En la primera década del 1600 llegó a Concepción en una expedición formada por seis compañías de soldados. Allí estuvo bajo las órdenes de su hermano, Miguel de Erauso, con el que compartió en combates sin revelar su identidad, pues para todo efecto se hacía llamar Francisco Loyola. En la mayoría de los espisodios que participó salió victoriosa, lo que le permitió conseguir el ascenso a alférez. Todo iba bien para ella, cuando en un confuso incidente, dicen que sin saberlo dio muerte a su hermano. Al darse cuenta lloró como nunca lo había hecho, se ganó su baja del ejército y tuvo que escapar de Chile. Luego de ese episodio fue cuando confesó su secreto al cura. No hay referencias exactas sobre las circunstancias ni del año de su muerte.
El sueño de Guacolda
Guacolda era la bella mujer de Lautaro, quien seducida por su valor y talento lo siguió hasta el momento de su muerte en las orillas del Mataquito, tras ser traicionado por uno de sus compañeros. La noche previa al terrible final del cacique, ella, que se había mantenido a su lado en todas las campañas que emprendió contra las fuerzas españolas, habría soñado su muerte.

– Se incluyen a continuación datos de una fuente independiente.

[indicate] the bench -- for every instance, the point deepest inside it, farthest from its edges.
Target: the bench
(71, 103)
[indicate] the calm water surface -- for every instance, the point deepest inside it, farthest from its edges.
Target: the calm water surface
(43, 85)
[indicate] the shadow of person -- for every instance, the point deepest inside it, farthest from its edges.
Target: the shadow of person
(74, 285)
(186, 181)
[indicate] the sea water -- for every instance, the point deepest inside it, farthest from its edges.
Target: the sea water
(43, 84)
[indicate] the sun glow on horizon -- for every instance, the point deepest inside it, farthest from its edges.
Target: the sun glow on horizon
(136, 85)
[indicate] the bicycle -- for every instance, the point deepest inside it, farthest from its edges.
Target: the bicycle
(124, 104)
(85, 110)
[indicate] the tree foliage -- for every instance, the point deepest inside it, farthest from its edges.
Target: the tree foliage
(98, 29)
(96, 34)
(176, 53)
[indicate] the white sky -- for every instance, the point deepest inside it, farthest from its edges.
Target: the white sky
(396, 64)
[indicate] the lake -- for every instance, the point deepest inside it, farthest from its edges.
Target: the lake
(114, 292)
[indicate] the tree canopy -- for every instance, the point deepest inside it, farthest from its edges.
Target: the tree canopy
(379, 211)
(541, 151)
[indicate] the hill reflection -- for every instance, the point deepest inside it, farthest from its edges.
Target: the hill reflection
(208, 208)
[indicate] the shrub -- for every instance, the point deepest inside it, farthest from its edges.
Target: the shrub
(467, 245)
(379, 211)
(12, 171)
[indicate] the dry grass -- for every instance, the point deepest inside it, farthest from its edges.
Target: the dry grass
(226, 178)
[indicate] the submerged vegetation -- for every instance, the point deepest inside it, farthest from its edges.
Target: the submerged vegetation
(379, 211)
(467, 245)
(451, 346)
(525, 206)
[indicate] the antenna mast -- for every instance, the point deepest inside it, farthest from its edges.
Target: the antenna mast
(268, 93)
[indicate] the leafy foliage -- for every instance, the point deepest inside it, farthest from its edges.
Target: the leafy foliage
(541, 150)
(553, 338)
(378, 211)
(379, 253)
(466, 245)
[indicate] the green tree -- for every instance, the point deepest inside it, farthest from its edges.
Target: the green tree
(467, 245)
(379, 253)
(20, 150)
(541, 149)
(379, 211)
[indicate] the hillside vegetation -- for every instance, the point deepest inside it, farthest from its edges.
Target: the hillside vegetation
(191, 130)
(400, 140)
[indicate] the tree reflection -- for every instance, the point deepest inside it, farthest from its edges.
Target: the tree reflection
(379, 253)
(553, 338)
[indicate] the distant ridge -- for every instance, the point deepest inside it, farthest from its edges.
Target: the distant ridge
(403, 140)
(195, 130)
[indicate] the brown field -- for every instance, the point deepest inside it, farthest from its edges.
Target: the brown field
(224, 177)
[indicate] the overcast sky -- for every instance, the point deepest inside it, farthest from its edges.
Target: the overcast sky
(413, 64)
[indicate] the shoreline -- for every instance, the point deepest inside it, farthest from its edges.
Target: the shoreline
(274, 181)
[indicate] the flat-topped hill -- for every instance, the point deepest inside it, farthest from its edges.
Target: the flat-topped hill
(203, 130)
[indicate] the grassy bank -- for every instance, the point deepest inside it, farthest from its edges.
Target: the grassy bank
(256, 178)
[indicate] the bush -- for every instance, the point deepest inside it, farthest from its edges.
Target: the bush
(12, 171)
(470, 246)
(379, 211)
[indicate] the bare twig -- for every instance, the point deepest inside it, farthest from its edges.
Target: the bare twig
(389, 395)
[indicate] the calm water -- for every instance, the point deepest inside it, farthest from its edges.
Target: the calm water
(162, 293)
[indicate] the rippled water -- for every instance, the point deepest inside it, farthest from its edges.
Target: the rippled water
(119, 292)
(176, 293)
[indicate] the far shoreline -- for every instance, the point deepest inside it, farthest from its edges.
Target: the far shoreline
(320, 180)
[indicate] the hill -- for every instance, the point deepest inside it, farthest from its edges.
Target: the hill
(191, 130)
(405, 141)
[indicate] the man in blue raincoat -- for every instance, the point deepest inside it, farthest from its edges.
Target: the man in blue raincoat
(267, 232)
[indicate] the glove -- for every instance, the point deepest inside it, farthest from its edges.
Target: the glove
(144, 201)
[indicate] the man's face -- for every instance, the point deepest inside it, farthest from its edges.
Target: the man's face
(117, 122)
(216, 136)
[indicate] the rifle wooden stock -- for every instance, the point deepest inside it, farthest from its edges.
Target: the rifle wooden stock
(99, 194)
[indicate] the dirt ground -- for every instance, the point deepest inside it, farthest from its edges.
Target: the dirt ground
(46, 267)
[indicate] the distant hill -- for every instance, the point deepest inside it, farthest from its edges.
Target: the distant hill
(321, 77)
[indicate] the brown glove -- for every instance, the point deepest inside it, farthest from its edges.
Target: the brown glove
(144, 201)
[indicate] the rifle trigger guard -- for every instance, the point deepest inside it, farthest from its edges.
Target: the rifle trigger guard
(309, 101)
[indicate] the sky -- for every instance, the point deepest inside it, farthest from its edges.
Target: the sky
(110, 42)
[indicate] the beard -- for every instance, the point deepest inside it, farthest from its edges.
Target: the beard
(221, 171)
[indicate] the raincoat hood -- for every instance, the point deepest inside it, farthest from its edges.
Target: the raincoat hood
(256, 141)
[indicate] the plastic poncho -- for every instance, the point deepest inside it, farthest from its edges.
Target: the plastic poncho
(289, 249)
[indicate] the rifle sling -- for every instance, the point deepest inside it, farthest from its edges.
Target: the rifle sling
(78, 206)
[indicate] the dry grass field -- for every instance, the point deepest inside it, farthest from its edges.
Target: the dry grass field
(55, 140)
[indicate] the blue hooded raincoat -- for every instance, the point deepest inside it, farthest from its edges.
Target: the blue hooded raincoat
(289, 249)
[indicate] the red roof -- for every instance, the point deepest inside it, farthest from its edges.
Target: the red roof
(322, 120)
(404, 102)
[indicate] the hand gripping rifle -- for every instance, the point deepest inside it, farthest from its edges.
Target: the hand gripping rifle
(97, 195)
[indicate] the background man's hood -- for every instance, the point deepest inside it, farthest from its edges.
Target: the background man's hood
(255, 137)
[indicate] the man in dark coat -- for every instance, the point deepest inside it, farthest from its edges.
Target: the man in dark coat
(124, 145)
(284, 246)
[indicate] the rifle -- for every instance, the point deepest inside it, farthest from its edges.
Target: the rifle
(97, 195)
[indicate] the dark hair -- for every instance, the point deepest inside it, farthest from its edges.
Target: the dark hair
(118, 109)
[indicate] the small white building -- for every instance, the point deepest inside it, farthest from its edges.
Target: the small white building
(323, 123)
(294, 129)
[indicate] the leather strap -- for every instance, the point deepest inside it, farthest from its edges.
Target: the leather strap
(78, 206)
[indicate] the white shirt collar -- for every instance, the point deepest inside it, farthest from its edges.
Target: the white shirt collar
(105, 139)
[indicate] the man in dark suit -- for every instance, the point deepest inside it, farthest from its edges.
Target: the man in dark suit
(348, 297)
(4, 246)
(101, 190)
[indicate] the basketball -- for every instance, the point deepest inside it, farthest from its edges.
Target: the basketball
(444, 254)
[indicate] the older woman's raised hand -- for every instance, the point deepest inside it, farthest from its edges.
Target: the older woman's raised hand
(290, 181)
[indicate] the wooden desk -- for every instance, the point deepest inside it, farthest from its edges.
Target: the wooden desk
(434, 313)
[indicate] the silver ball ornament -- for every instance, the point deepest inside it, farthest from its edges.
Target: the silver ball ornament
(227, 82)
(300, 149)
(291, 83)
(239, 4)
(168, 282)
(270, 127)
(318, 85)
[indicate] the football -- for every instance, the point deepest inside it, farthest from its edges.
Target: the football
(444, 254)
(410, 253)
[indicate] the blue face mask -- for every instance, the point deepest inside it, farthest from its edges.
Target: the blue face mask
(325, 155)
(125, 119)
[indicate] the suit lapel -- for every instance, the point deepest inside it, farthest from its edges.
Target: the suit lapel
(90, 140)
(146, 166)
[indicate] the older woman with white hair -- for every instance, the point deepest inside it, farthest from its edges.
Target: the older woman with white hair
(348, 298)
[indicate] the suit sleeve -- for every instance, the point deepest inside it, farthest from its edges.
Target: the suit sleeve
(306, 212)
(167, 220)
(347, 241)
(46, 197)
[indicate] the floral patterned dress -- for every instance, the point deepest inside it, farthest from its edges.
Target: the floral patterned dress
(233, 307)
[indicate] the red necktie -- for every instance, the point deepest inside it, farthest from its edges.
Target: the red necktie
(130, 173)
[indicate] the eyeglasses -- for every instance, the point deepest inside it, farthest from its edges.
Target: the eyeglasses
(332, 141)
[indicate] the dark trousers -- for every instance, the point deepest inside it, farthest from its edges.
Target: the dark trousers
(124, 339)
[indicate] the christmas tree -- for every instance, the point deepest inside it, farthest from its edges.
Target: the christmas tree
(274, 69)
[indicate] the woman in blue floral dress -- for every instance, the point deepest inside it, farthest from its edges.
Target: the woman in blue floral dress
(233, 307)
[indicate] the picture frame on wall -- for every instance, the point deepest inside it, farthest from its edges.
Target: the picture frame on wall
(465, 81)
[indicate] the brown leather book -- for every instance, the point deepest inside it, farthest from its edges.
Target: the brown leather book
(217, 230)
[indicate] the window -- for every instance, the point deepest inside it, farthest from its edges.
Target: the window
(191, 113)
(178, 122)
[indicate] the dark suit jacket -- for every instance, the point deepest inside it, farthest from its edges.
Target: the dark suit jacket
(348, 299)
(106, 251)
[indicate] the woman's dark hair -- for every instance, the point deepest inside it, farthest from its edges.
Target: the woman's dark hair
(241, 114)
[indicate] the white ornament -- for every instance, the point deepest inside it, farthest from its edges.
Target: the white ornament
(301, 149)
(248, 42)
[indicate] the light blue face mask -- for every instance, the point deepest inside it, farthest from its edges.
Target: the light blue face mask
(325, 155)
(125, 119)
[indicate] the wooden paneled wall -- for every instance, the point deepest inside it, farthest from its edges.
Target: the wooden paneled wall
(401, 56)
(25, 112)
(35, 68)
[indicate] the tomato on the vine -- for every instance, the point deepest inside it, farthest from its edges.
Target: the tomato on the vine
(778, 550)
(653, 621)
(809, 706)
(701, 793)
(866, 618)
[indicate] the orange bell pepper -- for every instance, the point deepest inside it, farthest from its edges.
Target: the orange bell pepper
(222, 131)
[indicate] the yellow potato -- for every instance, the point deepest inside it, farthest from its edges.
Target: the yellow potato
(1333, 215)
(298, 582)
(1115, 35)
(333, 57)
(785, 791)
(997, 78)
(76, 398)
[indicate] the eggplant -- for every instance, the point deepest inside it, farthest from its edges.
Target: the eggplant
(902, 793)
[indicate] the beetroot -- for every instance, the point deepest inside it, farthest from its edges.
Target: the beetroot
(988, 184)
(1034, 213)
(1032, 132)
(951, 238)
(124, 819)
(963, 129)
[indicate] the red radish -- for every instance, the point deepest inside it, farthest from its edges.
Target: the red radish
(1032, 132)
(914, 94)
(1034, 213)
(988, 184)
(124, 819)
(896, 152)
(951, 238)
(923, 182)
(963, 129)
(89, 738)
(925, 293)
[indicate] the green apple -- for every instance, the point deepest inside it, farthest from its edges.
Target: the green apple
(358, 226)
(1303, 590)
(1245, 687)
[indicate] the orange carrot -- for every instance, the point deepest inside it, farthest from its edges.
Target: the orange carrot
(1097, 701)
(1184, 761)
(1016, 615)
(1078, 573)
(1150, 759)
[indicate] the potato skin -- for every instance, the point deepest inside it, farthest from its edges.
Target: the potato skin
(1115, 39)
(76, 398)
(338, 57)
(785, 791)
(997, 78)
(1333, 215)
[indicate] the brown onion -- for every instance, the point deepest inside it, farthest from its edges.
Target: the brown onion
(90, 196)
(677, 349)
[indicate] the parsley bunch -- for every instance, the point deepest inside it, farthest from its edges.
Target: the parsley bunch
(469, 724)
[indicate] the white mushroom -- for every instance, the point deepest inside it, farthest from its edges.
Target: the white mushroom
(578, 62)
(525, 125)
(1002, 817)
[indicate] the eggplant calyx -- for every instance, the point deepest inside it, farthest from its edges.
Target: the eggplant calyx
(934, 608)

En ese momento, entre llantos, Guacolda le prometió acompañarlo a la muerte. Dice Ercilla que expresó: “… más ya que salga cierta mi sospecha, el mismo amor que os tengo, me asegura que la espada que hará el apartamiento, hará que vaya en vuestro seguimiento”.
Todo cuanto se conoce de las heroínas mapuche fue registrado por la pluma de sus enemigos españoles. Eso ha hecho que haya quienes sostienen que no hay evidencias certeras de su existencia y que más bien pudieron haber sido personajes literarios cuyas particulares apariciones en la historia de la Conquista fueron escritas para reflejar el carácter de la mujer mapuche. De lo que no existe duda, es que cada hazaña relatada es un verdadero símbolo del arrojo de quienes por amor o por convicción propia, lucharon por la defensa de sus pueblos.